Öncelikle sözleşme kapsamında edim alacağının likit alacak olarak karşılığının öngörüldüğü ve öngörülmediği hallerin ayrı ayrı incelenmesi gerekmektedir. Konkordato ilanından önce sözleşme kapsamında edim alacağının likit alacak olarak karşılığının öngörüldüğü hallerde, konkordato talebinde bulunan borçlu bu alacaktan sorumlu olacağından bu alacak kaleminin kaydı gerçekleştirilebilir.

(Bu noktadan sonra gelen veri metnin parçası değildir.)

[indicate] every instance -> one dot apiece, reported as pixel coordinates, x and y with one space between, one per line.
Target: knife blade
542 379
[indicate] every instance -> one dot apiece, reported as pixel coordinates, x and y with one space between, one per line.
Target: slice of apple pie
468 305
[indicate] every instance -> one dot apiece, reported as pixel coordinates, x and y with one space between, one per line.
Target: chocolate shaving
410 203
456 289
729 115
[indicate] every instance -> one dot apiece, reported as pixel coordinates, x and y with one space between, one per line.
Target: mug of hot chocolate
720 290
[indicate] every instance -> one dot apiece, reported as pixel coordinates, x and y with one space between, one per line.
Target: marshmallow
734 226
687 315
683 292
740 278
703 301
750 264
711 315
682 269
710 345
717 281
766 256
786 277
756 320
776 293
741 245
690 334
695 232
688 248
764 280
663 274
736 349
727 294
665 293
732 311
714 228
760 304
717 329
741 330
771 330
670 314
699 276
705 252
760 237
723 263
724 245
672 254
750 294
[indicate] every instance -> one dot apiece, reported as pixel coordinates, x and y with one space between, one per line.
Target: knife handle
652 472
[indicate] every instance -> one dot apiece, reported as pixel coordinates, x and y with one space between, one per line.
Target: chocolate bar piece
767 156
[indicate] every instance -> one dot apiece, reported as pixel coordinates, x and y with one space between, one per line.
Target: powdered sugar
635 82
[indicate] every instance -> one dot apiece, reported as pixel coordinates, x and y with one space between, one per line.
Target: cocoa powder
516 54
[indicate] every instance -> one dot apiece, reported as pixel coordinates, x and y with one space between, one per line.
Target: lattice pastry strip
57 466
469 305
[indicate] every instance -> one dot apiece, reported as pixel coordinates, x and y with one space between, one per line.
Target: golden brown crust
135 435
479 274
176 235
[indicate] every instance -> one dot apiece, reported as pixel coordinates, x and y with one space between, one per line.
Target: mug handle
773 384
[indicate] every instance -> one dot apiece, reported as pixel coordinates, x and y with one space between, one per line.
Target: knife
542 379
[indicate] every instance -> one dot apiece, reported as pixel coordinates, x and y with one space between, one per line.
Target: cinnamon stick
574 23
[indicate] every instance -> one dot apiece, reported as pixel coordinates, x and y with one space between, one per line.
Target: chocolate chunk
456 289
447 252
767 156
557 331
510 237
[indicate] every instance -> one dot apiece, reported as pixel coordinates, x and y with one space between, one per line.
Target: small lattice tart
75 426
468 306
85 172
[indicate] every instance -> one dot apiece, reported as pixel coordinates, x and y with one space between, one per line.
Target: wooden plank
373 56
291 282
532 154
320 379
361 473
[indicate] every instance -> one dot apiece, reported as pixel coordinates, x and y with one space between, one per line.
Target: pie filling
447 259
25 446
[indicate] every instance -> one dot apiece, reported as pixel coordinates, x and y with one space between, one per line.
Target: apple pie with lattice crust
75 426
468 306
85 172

Sözleşmede edim alacağının herhangi bir likit karşılığı düzenlenmediyse alacağın likit hale dönüştürülmesi gerekecektir. Öncelikle, sözleşmeyi feshetmek için haklı bir sebebinin bulunduğu ve alacaklı tarafından gerçekleştirilen feshe kadar ödenilen tutarların likit hale geleceği kabul edilmelidir. Ancak, edimin süresinde gerçekleşmemesinden kaynaklı alacaklının 3. kişilere karşı yükümlülükleri, edimin başka biri tarafından gerçekleştirilmesi sonucu ortaya çıkan masraflar ve sair kalemlerde alacaklının zararının likit karşılığı net olarak tespit edilemeyecektir. Taraflar arasında mutabık kalınan bir likit tutar olmaması sebebiyle alacak tutarına borçlunun itiraz etmesi, alacağın çekişmeli hale gelmesine yol açar. Akabinde alacaklı adına konkordato projesine alacak kaydı yapılabilmesi için çekişmeli alacak davası açılabilecektir.

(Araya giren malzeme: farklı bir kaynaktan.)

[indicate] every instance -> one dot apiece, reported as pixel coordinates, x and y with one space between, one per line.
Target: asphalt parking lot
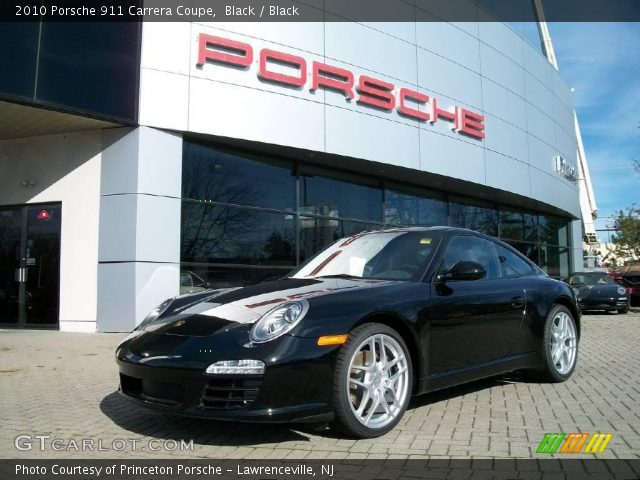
63 386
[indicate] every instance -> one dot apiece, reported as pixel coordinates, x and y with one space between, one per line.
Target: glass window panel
216 175
404 209
512 265
91 66
554 261
529 250
554 230
335 198
217 234
18 52
473 215
518 226
198 278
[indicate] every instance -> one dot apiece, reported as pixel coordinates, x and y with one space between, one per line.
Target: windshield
591 279
383 256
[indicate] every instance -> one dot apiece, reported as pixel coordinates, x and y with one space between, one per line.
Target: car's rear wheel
560 350
373 380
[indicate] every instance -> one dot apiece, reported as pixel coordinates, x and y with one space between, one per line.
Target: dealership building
142 161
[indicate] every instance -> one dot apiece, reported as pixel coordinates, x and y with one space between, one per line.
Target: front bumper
295 387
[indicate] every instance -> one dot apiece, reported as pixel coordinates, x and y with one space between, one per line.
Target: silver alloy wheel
378 382
564 343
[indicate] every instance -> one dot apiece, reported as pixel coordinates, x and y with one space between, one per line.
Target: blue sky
601 61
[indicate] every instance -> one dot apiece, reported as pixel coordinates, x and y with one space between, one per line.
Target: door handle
517 302
21 275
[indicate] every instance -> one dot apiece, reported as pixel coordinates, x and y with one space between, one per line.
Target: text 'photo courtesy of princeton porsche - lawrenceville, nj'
319 239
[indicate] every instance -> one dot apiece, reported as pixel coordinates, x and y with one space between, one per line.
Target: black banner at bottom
319 469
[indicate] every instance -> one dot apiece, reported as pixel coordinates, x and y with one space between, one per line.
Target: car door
472 322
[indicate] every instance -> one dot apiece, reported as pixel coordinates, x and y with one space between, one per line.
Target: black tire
346 421
550 372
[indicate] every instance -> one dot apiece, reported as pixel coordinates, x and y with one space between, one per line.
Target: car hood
205 313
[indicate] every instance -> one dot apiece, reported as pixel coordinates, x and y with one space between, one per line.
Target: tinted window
471 248
529 250
554 261
553 230
215 175
18 52
511 264
518 226
335 198
387 255
474 216
91 66
216 234
404 209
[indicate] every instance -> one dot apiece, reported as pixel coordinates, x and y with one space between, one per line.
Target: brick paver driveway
63 385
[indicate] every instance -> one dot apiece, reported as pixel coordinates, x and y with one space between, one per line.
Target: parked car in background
354 332
598 291
629 277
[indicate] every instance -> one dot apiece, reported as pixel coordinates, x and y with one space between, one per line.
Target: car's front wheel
373 381
560 349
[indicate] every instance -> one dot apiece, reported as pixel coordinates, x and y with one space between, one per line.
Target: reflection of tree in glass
213 176
211 233
279 249
476 218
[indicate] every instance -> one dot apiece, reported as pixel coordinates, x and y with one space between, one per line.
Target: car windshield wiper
338 275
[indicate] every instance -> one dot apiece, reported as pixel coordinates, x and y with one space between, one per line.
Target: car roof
435 228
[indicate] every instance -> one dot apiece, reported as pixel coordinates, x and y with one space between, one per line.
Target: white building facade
251 146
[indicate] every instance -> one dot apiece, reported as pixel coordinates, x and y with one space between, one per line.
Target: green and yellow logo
574 442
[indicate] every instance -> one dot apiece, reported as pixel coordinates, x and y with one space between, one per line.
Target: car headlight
278 321
155 313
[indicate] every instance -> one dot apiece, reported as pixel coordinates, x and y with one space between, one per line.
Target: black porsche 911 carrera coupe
354 332
598 291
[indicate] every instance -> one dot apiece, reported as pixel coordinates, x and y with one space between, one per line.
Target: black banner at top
320 10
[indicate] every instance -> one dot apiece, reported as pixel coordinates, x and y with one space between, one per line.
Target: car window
471 248
512 265
576 280
185 280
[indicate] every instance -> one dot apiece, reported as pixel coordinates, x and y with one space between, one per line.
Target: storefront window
218 234
554 230
405 209
218 176
474 215
336 198
554 261
518 225
529 250
248 218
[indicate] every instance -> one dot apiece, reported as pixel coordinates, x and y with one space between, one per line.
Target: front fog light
241 367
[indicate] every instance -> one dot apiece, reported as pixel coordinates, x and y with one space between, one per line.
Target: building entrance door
30 266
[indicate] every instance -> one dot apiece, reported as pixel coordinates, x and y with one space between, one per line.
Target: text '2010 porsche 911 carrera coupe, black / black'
353 333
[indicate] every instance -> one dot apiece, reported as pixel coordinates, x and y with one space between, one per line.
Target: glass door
30 265
10 239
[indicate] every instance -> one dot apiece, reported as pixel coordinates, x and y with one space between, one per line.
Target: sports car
350 335
598 291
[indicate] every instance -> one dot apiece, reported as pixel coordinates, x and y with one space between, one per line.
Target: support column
139 249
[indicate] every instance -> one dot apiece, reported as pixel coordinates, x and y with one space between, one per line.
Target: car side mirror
464 270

Bunlara ek olarak sürecin çok daha kısa bir şekilde çözülmesi amacıyla önleyici bazı aksiyonlar alınması da mümkündür. İlk çözüm en başta yapılan esas sözleşmede olası bir konkordato alacak kaydı / sözleşme feshinden doğacak zararların tahsili ihtimaline istinaden edim alacağının likit alacağa dönüşmesinin koşullarının düzenlenmesidir. Bu yönde herhangi bir düzenleme içermeyen sözleşmelerde ise konkordato talebinden sonra borçlu ile bir ek protokol imzalanarak likit alacak ve edim yükümlülüğüne dair oluşabilecek risklerin önüne geçilir. Ayrıca her ne kadar konkordato komiserinin borçlunun imzaladığı her sözleşmeyi onaylama yükümlülüğü bulunmasa da uygulamada görüldüğü üzere bu şekilde imzalanacak bir ek protokolün konkordato komiseri tarafından onaylanması da taraflar için caydırıcı olabilecektir.
Sonuç olarak, konkordato sürecinde likit alacağı bulunmayan tarafın haklarına dair kanunda bir düzenleme yapılmamışsa da edim alacaklısının alacağının likit karşılığının sözleşmede düzenlenmiş olması alacağın konkordato projesine tabi olmasını sağlayabilecektir. Diğer yandan, edim alacaklısının alacağının likit karşılığı sözleşmede hiç öngörülmediyse bu durumda alacağın konkordato projesine dahil edilmesinin uygulamadaki tek yolu ise alacaklı ve borçlunun bir protokolle bahse konu edimin likit karşılığını düzenlemesi şeklindedir.